I guess since I have been hypercritical of more than a few of the individual episodes, some might wonder why I am giving this season a three star rating. I actually did not like this season during its initial run, but on repeated viewings it has grown on me. Standing all by itself it would truly be dreadful. However, you have to remember that by the conclusion of the eighth season, just about every issue between the various Conner family members had already been tackled and the show had become stale, so that there were really only two options - end the show at that point, or take it in an entirely different direction, which is the choice that was made. Thus, taken in contrast with the previous eight seasons, and especially the very mundane eigth season, I really liked the ninth season for the chances it took.

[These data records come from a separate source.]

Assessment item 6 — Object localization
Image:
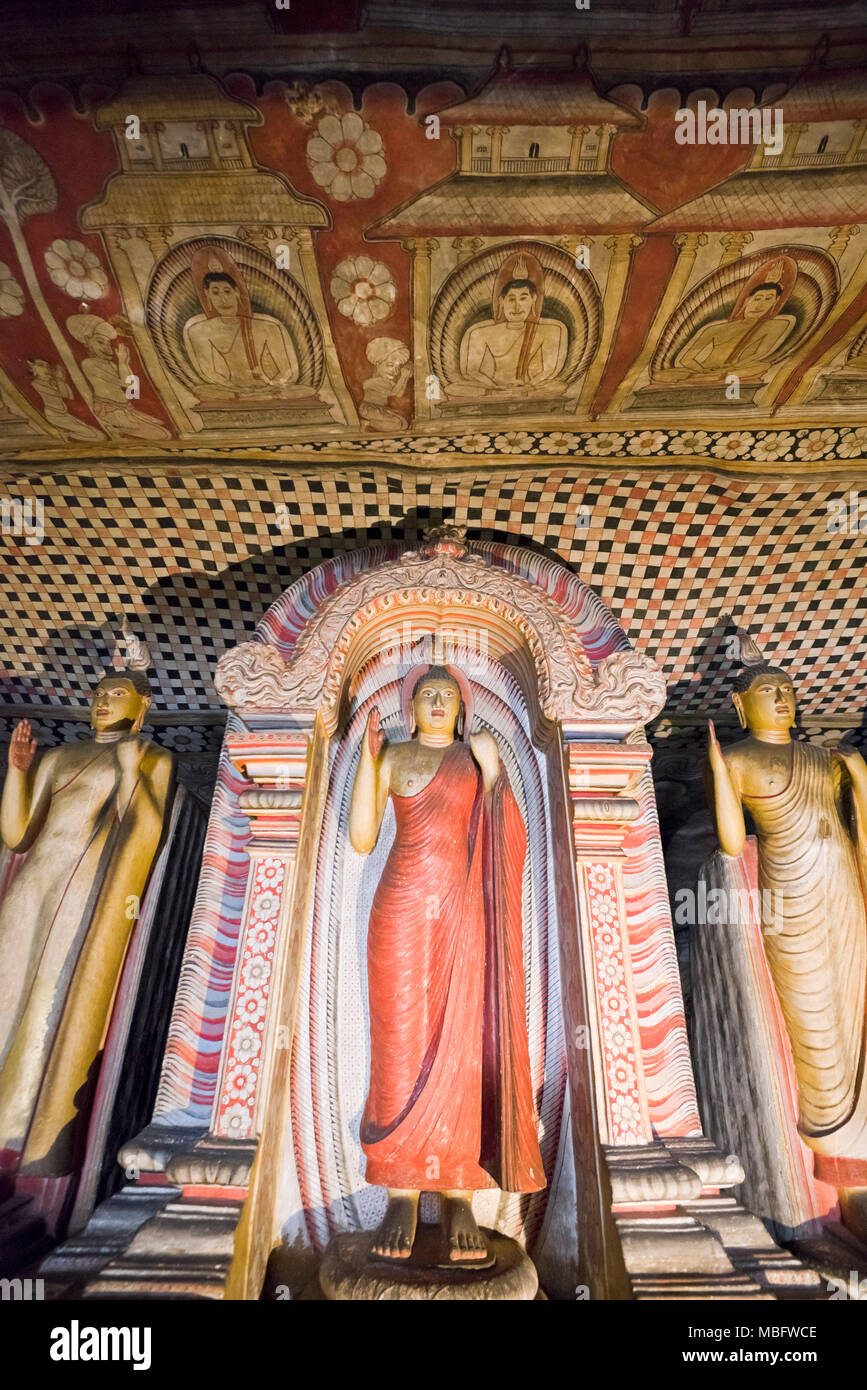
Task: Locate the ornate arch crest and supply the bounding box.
[214,527,666,734]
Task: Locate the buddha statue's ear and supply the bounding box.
[129,695,153,734]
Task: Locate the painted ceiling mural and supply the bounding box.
[0,49,867,473]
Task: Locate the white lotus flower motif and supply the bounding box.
[307,111,386,203]
[331,256,397,327]
[0,261,24,318]
[44,239,108,299]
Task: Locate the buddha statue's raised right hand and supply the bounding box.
[364,706,385,762]
[10,719,36,773]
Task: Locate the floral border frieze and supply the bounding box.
[280,425,867,467]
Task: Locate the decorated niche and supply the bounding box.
[632,245,839,410]
[429,242,602,416]
[81,72,357,441]
[67,527,816,1298]
[147,238,328,428]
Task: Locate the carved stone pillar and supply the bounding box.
[403,236,439,420]
[720,232,753,268]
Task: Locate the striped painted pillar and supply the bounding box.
[564,727,653,1145]
[211,727,311,1140]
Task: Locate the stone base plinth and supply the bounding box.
[320,1230,539,1302]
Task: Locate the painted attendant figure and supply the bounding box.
[0,670,174,1177]
[349,666,545,1264]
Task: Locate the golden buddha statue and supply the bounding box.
[349,666,545,1266]
[0,670,174,1177]
[709,639,867,1240]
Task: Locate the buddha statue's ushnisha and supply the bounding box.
[0,670,174,1177]
[349,666,545,1264]
[709,639,867,1238]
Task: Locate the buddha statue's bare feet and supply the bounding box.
[371,1193,418,1259]
[442,1194,488,1264]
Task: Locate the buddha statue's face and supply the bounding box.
[743,285,779,318]
[90,676,150,734]
[413,677,461,738]
[207,279,240,318]
[503,285,536,324]
[734,673,795,734]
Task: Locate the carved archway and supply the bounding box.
[214,534,666,734]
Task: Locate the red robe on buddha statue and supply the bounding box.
[361,741,546,1193]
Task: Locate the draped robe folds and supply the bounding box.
[361,742,545,1193]
[0,745,169,1176]
[743,742,867,1159]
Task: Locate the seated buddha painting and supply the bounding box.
[638,247,836,406]
[147,236,328,420]
[431,243,600,406]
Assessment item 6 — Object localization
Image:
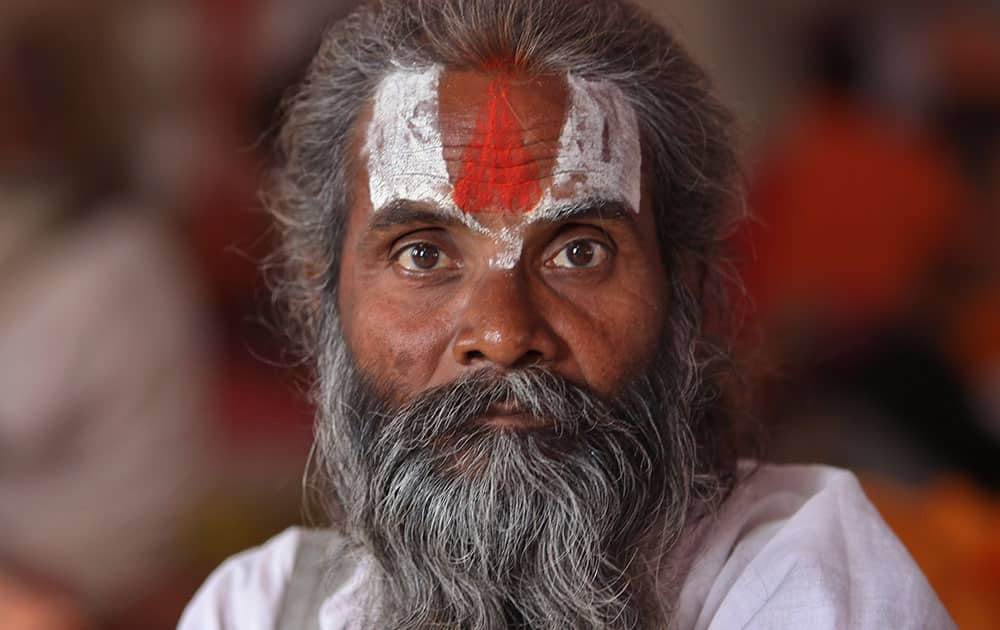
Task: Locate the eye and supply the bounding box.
[393,243,453,271]
[549,239,608,269]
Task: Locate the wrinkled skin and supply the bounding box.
[339,71,667,414]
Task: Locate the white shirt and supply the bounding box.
[179,465,955,630]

You also have to look at this season in the context of Roseanne's actual life. By the ninth season, the show had gradually been losing that genuine quality of a real working-class family for a couple of seasons at least in part because, by 1996, Roseanne herself had not been living a blue-collar lifestyle for over a decade. Thus it probably became increasingly difficult for her to inject something into her work that was becoming a distant memory for her. It was probably much easier for her to do something she knew - play a woman with a blue-collar background who comes into sudden wealth. I'm subtracting two stars mainly because the production quality could have been much better even given the exact same storyline. There should have been more effort put into the delivery of lines, and some episodes came off as unrehearsed and hurriedly thrown together. Plus, it really saddened me to see Laurie Metcalf's character of Jackie change from a delightful bundle of unpredictable neuroses into a sidekick with a Barney Fife-like quality. You have to ask yourself, though, do you actually believe that people would still be talking about this show if it had gone out with a whimper after its eighth season instead of taking the bizarre turn that it did in its ninth and final season? I seriously doubt it. Thus, I do recommend this DVD set to any Roseanne fan, especially if you are familiar with the previous eight seasons. Just prepare yourself for more than a few cringe-worthy moments of TV viewing.